Hasbini also explained that the APT story of the year was the iOS Triangulation.

Kaspersky’s GReAT team discovered a vulnerability in Apple’s System on a Chip (SoC) that was exploited in recent iPhone attacks called Operation Triangulation.

The vulnerability allowed attackers to bypass hardware-based memory protection on iPhones running iOS versions up to iOS 16.6.

The feature used by the attackers was not publicly documented, making it challenging to detect and analyse, however, researchers at Kaspersky extensively reverse-engineered the iPhone’s hardware and software integration to identify the vulnerability.

Apple addressed the issue in the form of CVE-2023-38606. The discovery highlights the potential ineffectiveness of advanced hardware-based protections against sophisticated attackers.

The vulnerability was part of an APT campaign targeting iOS devices, and Apple released security updates to address the identified vulnerabilities.

As for attacks on smart city technologies, Hasbini said, “While we implement smart city technology everywhere, sadly we also invent the option of controlling the smart grid and these could lead to attacks on critical infrastructure before turning power off in some cities, or shutting down facilities – be it nuclear or chemical. This could cause explosions and changes in behaviour, however, it is a lot easier to do this remotely when everything is online.”

So, what can smart cities, organisations do to stay safe?

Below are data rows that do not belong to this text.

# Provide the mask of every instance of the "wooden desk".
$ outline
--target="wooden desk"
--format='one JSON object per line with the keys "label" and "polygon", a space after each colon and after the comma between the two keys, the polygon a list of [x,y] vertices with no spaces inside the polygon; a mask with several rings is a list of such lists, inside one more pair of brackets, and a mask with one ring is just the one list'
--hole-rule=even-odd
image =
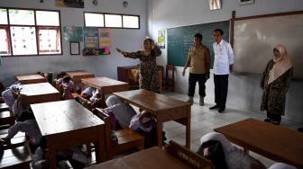
{"label": "wooden desk", "polygon": [[[117,76],[118,80],[122,82],[126,82],[129,87],[139,87],[139,79],[134,79],[132,71],[134,69],[139,70],[139,66],[129,66],[129,67],[117,67]],[[163,81],[163,68],[158,67],[159,75],[159,84],[160,84],[160,93],[162,92],[162,81]]]}
{"label": "wooden desk", "polygon": [[157,147],[144,149],[121,158],[110,160],[87,169],[187,169],[191,168]]}
{"label": "wooden desk", "polygon": [[180,120],[186,125],[186,147],[190,148],[190,116],[189,102],[167,97],[144,89],[114,93],[125,102],[145,110],[157,118],[158,146],[162,147],[162,123],[168,120]]}
{"label": "wooden desk", "polygon": [[104,121],[75,100],[32,104],[41,135],[50,153],[50,168],[56,168],[56,153],[93,142],[96,160],[105,160]]}
{"label": "wooden desk", "polygon": [[275,161],[303,168],[303,134],[254,119],[217,128],[231,142]]}
{"label": "wooden desk", "polygon": [[49,83],[22,84],[21,88],[25,105],[60,101],[60,92]]}
{"label": "wooden desk", "polygon": [[38,74],[27,75],[27,76],[17,76],[16,78],[22,84],[47,82],[47,79],[45,77]]}
{"label": "wooden desk", "polygon": [[95,74],[91,72],[67,72],[67,75],[70,76],[70,78],[74,82],[74,92],[77,90],[77,84],[81,83],[81,79],[83,78],[90,78],[95,77]]}
{"label": "wooden desk", "polygon": [[[106,104],[106,94],[110,94],[115,92],[122,92],[128,90],[128,84],[108,77],[92,77],[81,80],[83,85],[87,85],[100,90],[103,106]],[[84,87],[83,87],[84,88]]]}

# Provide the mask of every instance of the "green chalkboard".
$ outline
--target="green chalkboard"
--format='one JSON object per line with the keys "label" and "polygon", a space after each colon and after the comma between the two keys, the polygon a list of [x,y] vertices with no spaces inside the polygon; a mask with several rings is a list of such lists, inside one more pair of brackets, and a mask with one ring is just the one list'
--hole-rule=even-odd
{"label": "green chalkboard", "polygon": [[229,41],[229,21],[168,29],[168,64],[175,67],[184,66],[188,49],[193,45],[193,37],[198,32],[203,36],[202,43],[210,50],[210,67],[212,68],[215,57],[213,31],[217,28],[223,30],[223,39]]}

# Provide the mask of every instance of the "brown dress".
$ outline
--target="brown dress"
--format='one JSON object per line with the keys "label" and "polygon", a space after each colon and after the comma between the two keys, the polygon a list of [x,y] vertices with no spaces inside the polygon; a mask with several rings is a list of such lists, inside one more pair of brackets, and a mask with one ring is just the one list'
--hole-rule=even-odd
{"label": "brown dress", "polygon": [[161,51],[157,46],[148,56],[144,55],[143,50],[125,53],[125,58],[140,59],[139,85],[141,89],[146,89],[154,93],[160,92],[156,57],[159,57],[161,54]]}
{"label": "brown dress", "polygon": [[261,78],[261,87],[263,89],[263,94],[260,109],[261,111],[267,111],[271,114],[284,115],[286,92],[289,86],[293,68],[291,67],[268,84],[270,71],[273,67],[273,60],[269,61]]}

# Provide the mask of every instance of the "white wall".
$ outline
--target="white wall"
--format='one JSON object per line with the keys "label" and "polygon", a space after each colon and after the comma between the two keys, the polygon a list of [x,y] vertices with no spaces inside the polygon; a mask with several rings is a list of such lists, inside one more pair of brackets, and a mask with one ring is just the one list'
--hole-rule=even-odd
{"label": "white wall", "polygon": [[[15,80],[15,75],[26,75],[37,71],[57,74],[65,70],[87,70],[96,76],[116,78],[116,67],[136,65],[137,60],[124,58],[115,51],[116,47],[125,50],[137,50],[142,48],[142,40],[147,34],[146,0],[128,0],[127,8],[123,7],[122,0],[98,0],[97,6],[93,1],[85,0],[85,8],[59,8],[54,0],[1,0],[0,6],[38,9],[54,9],[60,11],[61,26],[84,26],[83,12],[116,13],[139,14],[140,30],[113,29],[113,47],[110,56],[83,57],[69,55],[69,43],[62,37],[62,56],[12,57],[3,58],[0,66],[0,81],[5,85]],[[83,42],[80,43],[81,49]],[[82,54],[82,51],[81,51]]]}
{"label": "white wall", "polygon": [[[236,12],[236,17],[243,17],[303,10],[302,0],[254,1],[253,4],[239,5],[238,0],[222,0],[221,10],[210,11],[208,0],[148,0],[148,32],[150,36],[156,39],[160,29],[229,20],[232,11]],[[157,61],[161,65],[167,64],[167,49],[162,51],[162,57]],[[181,76],[182,68],[177,67],[176,91],[187,93],[185,86],[188,86],[188,76]],[[259,111],[262,96],[259,81],[260,76],[232,74],[229,78],[227,103],[242,109]],[[197,88],[196,94],[197,94]],[[212,78],[207,83],[206,100],[214,102]],[[302,81],[291,82],[287,97],[286,118],[303,122]]]}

“Well one strategy is the zero trust strategy, which goes back to the untraditional kind of technologies or frameworks used. A zero trust environment is a different form of the internet, where no connection is made without validation or verification,” Hasbini said, highlighting four more steps for organisations to stay safe ahead of an attack on their business:

1. Advanced employees, security awareness and intelligence on the latest attack methods
2. Investing in advanced technologies such as APT intelligence, threat feeds, SOC, SIEM, EDR, AEP, Attribution Engine, DFIR capabilities
3. Advanced controls such as vulnerability tracking, penetration testing, data centric classification and assessments
4. Advanced compliance such as governance, laws and regulations, procedures, executive management involvement and more

What should global organisations look out for in 2024?

“Increased ransomware activities could take place in 2024, and it is becoming a major threat for a lot of organisations,” Hasbini said.

Other crimeware trends include the introduction of new technical features such as cross-platform ransomware to be as adaptive as possible or with self-propagating capabilities, code adoption from other families to attract more affiliates and zero-day exploits.

Zero-day exploits can be afforded by crimeware attacks, however, only APT actors used them usually, Hasbini explained.

“It is worrying, because if attackers are able to run their work in a safe way, they will not hesitate to do more,” he concluded.